Finalement, c’est justement cette question d’échelle, c’est plus précisément le caractère inédit du niveau biologique que de Reffye choisit de « traduire » mathématiquement qui explique l’indécision dans laquelle se trouvent les biologistes et statisticiens de son jury. Il ne s’agit ni d’une théorisation mathématique classique de phénomènes biologiques, ni d’une expérimentation statistique visant à analyser des phénomènes complexes. Mais, comme l’indique la dernière partie de la phrase citée, le jury n’estime pas rédhibitoire une telle schizophrénie épistémologique. Et, en grand seigneur, il attribue finalement cette ambivalence épistémologique à l’objectif manifeste de cette approche, à savoir « l’efficacité ». Il fait même l’hypothèse qu’il ne soit guère possible de procéder autrement dans des recherches sur la fertilité. Tout le monde s’accorde donc finalement sur un point minimal : le caractère essentiellement pragmatique de ces travaux. On ne sait pas ce qu’ils sont, mais on sait ce qu’ils font et c’est le principal.
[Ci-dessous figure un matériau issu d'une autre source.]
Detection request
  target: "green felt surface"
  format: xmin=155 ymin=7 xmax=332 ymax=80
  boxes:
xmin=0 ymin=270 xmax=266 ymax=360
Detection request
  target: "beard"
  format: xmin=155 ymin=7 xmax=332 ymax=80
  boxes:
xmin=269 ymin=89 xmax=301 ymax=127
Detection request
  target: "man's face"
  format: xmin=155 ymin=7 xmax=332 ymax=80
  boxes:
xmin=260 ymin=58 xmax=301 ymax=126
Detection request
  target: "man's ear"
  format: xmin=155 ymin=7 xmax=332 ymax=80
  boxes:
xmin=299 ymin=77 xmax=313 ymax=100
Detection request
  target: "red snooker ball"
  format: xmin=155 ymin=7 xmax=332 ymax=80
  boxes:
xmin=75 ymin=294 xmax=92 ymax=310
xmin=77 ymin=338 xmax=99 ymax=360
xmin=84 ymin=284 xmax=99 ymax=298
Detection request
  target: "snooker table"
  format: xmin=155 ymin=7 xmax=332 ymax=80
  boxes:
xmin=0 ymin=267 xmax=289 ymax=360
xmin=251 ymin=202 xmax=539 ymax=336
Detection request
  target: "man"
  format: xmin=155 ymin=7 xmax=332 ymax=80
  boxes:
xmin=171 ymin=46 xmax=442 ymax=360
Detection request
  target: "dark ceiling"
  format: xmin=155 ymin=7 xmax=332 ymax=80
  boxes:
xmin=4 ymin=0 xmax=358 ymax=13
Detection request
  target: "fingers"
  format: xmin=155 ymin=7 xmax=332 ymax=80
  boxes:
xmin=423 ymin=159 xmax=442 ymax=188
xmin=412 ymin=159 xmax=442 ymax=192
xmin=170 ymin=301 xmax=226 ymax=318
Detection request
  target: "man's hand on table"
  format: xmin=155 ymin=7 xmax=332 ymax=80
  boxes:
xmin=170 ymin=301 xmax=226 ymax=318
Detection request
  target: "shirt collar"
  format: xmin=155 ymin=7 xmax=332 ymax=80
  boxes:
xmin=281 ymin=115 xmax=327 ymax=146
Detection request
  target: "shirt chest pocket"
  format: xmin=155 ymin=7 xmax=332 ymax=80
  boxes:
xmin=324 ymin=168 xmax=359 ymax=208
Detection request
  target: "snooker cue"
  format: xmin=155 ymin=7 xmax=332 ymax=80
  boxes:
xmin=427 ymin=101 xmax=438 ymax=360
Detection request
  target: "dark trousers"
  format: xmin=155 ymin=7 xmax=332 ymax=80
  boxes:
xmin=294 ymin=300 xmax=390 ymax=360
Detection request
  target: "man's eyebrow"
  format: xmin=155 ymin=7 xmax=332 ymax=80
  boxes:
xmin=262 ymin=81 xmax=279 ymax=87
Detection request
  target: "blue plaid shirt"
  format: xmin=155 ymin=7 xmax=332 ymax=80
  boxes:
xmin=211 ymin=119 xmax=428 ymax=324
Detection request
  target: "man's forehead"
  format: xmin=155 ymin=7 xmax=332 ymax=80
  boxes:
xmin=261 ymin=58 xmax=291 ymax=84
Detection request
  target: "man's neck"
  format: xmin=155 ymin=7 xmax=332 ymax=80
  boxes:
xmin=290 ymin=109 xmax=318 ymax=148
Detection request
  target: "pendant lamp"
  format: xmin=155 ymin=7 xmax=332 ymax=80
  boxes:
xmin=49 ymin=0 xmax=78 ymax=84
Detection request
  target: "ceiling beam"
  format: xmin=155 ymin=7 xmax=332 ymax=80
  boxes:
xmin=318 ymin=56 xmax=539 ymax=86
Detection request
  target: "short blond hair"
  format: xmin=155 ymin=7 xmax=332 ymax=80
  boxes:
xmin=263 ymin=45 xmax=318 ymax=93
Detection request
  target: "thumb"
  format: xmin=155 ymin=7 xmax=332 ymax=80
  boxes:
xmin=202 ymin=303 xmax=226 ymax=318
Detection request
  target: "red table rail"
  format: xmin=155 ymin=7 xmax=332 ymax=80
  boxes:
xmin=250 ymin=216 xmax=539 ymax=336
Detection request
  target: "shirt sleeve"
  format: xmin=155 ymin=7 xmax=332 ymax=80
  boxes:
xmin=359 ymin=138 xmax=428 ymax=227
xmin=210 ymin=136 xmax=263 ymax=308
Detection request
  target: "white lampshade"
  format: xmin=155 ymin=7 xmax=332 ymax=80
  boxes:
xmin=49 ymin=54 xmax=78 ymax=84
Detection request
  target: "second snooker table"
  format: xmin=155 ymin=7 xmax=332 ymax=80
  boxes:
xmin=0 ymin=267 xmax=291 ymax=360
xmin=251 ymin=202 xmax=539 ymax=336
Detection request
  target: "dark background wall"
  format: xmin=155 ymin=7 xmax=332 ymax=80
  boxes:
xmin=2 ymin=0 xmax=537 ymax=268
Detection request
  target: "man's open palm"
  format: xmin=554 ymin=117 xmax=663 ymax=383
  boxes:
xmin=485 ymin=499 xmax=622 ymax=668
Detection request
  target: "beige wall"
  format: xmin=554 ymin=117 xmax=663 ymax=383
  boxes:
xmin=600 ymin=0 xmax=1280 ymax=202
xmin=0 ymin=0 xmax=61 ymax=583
D’ailleurs, à cette époque, de Reffye lui-même revendique ce caractère pragmatique. Ce qui est, de sa part, pour le moins troublant. Rappelons-nous en effet ce qui l’avait fasciné dans la physique mathématique : ce n’était pas sa réussite pragmatique mais sa faculté à exposer sous forme mathématisée des lois de la nature simples et générales. En fait, les caractères qu’il a identifiés avec son approche modéliste sont déjà, pour lui, des lois de la nature, bien qu’elles ne soient valables qu’à une échelle restreinte.

Notes
1482.

[Demarly, Dattée, Kammacher, Essad, 1975], p. 1.

1483.

[Demarly, Dattée, Kammacher, Essad, 1975], p. 1.

1484.

[Demarly, Dattée, Kammacher, Essad, 1975], p. 3. C’est nous qui soulignons.